#library("SpaDES.project")

This vignette expands upon blog posts originally posted on the Predictive Ecology website1 2.

Project directory structure

The simplest structure is to use a single directory for all project-related components:

myProject/
|_  cache/            # use this for your simulation cachePath
|_  inputs/           # use this for your simulation inputPath
|_  manuscripts/
|_  modules/          # use this for your simulation modulePath
    |_  module1/
    |_  module2/
    |_  module3/
    |_  module4/
    |_  module5/
|_  outputs/          # use this for your simulation outputPath
|_  packages/         # project-specific package library
...

Most SpaDES users will get modules via downloadModule(), and should save these modules in the project’s modules/ sub-directory. New modules should also be created in this directory. Remember that each module should be self-contained, and that data are typically stored in the module’s data/ sub-directory (though, see below re: inputs/).

Filepaths

  • use relative file paths within the main project directory

  • paths external to the project, such as /tmp and /scratch, may not be globally available, so avoid hardcoding these:

    • use per-user and per-machine configurations, or setup symlinks to these location that point to their system-specific locations
    • e.g., myProject/scratch --> /scratch/myUser/myProject/
    • e.g., use file.path(tempdir(), "myProject") instead of /tmp/myProject to ensure cross-platform availability e.g., on Windows
  • do not use getwd() nor setwd() within scripts, modules, etc.

Project caches (cache/)

  • why use cache
  • using cache subdirs / separate caches per stage in workflow
  • mention using alt cache db backends
  • if using git, make sure this directory is listed in .gitignore

Simulation inputs (inputs/)

  • why this preferred over module cache directories (reduce duplication of common data objects)
  • if using git, make sure this directory is listed in .gitignore

Simulation outputs (outputs/)

  • specify unique output subdirectory for each run/rep (these are typically scenario-specific)
  • if using git, make sure this directory is listed in .gitignore

Standalone package library (packages/)

  • don’t muck with system packages / interfere with other projects
  • how to configure:
    • using Require
    • ‘manually’ via .Rprofile
drat:::add("PredictiveEcology")

if (!require("Require")) {install.packages("Require"); library(Require)}
Require::setup("packages")
Require(c("SpaDES", "SpaDES.experiment", "raster", "LandR", "dplyr", "data.table", "amc"))

Control scripts

Although individual modules will be doing most of the heavy lifting during simulations, these modules still need to be initialized and parameterized correctly. Smaller projects may simply rely on a single ‘global’ control script (e.g., global.R) to run the simulations. However, larger, more complex, projects benefit from splitting up the workflow across a series of control scripts, which should be sequenced and grouped based on their function. This allows each ‘stage’ of the workflow to e.g., be cached or independently executed. For example, a project directory may contain the following control scripts:

|_ 00-global.R       # the main control script; source()'s the others
|_ 01-init.R         # parameter initialization
|_ 02-paths.R        # define and create paths
|_ 03-packages.R     # load/declare packages used
|_ 04-options.R      # set R and package options
|_ 05-runSim.R       # initialize and run the simulation
|_ 06-postprocessing.R # post-simulation analyses/results summaries
...                    # other scripts

In addition to these R scripts, other scripts (e.g., bash, slurm) may be used to setup batch runs and/or run simulations on HPC clusters.

Main script

The primary (global, a.k.a. main) script defines the (usually linear) flow of the other scripts and should be kept as clutter-free as possible. The simplest approach to structuring your workflow is to assume the user will run the main script interactively (e.g., line-by-line) or from the command line (e.g., Rscript 00-global.R). In order to facilitate running this global script for use with different simulation scenarios, on different machines, by different users, as well as being able to easily reuse scripts with different, but related projects, it’s important to reduce idiosyncracies in these scripts by putting user-configurable components into separate config or options files. To ensure these can quickly be rerun, it’s critical to stash intermediate results so that long or intensive computations don’t need to be rerun each time.

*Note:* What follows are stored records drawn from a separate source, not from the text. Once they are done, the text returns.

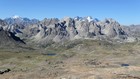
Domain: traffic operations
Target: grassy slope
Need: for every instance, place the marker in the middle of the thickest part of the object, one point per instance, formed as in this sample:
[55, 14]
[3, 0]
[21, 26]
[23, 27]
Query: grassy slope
[80, 59]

Project configuration files

This workflow recognizes that there are frequently different types of configurable projects parameters. - Some are intended to be set by the user for their machine (e.g., scratch path, or number of CPU threads or amount of RAM to use). - Some are set using different values depending on the desired scenario or replicate being run. These may be passed to individual modules, but controlled at the top level of the simulation control scripts. - Some are package- or module-level options that differ from the defaults, or are explicitly being defined to reduce ambiguity and increase transparency (both of which help reduce coding errors, and speed up debugging).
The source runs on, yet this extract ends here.